Dec 08, 2014 6:30 am
Some of the stories that made the news Fri., Dec. 5 through Mon., Dec. 8:

Eric Anderson reported in the Times Union Ginsberg's Foods executive vice president Nancy Fuller Ginsberg was "devastated" to learn the Ghent Planning Board would want the town to lose 270 jobs. Ginsberg was responding to news of the board's rejection last week of the food distributor's long-planned $11.3 million expansion. The company is reportedly now reviewing its options. The planning board decision also puts at risk plans to develop a food hub that would give local farmers a way to ship their products directly to grocery stores, Ginsberg said. Town officials could not be reached for comment by the Times Union. Ginsberg's started as a grocery store and butcher shop in Hudson in 1909.

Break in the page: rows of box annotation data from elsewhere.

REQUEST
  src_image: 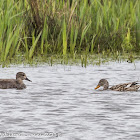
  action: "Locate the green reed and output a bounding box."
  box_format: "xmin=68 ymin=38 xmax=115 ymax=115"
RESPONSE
xmin=0 ymin=0 xmax=140 ymax=63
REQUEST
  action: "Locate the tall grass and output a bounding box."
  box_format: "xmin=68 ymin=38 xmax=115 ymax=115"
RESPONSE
xmin=0 ymin=0 xmax=140 ymax=62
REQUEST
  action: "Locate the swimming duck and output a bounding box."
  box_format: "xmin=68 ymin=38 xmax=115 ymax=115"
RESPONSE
xmin=95 ymin=79 xmax=140 ymax=91
xmin=0 ymin=72 xmax=31 ymax=89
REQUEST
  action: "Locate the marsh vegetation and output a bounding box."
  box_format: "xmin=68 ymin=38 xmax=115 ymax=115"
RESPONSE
xmin=0 ymin=0 xmax=140 ymax=66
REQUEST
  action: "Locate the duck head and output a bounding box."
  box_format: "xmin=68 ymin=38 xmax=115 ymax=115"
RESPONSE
xmin=16 ymin=72 xmax=32 ymax=82
xmin=95 ymin=79 xmax=109 ymax=90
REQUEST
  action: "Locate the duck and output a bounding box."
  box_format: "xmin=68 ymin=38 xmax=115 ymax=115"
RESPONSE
xmin=95 ymin=79 xmax=140 ymax=91
xmin=0 ymin=72 xmax=32 ymax=89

Gov. Andrew M. Cuomo is calling for a comprehensive review of the state justice system after a grand jury refused to indict a New York City police officer in the Eric Garner murder case. Matthew Hamilton reported in the Times Union Cuomo said in two interviews Thurs., Dec. 4, that while a federal civil rights investigation into Garner's death is needed in the short term, changes should be discussed in the upcoming legislative session to reverse widespread public distrust of the police and courts. Asked if he would consider assigning special prosecutors to grand jury cases, Cuomo alluded to a Missouri grand jury's decision not to charge a white police officer in the shooting death of a black teenager. He said, "I don't think there's going to be any one answer. This is not just Eric Garner. It's not just Missouri. It's bigger and broader and with a fundamental genesis."

Ryan Anglim is reporting in The Daily Mail the Hunter-Tannersville Central School District may host a hotel-restaurant management program in conjunction with the Hunter Mountain ski resort. Hunter-Tannersville Superintendent Dr. Patrick Darfler-Sweeney said the idea for a program in hospitality was proposed approximately two years ago. He said Hunter Mountain is willing to partner on the project. The Hunter Elementary School building, located directly across the road from the facility, would be used to house the program. The Catskill Central district is already interested. "We see this as an opportunity for our kids," Catskill Superintendent Dr. Kathleen Farrell said. The program is expected to be run by Questar III BOCES.

Siobhan Barton reported in the Register Star the town of Livingston on Fri., Dec. 5, received a grant to document historic landmarks in the 226 year-old municipality. The funding was welcomed by residents who fear their property might be acquired by a state initiative to update and enlarge existing power lines across the state. The $8,200 grant was awarded by the Preservation League of New York. It will provide the funds to pay for a year-long archival program and field research of the area. Information collected will help determine the properties to be submitted to the National Historic Register, which may provide owners with exemptions from the New York State Energy Highway project. Pam Kline, the head of a grassroots advocacy group opposing the power line expansion, helped draft the grant proposal.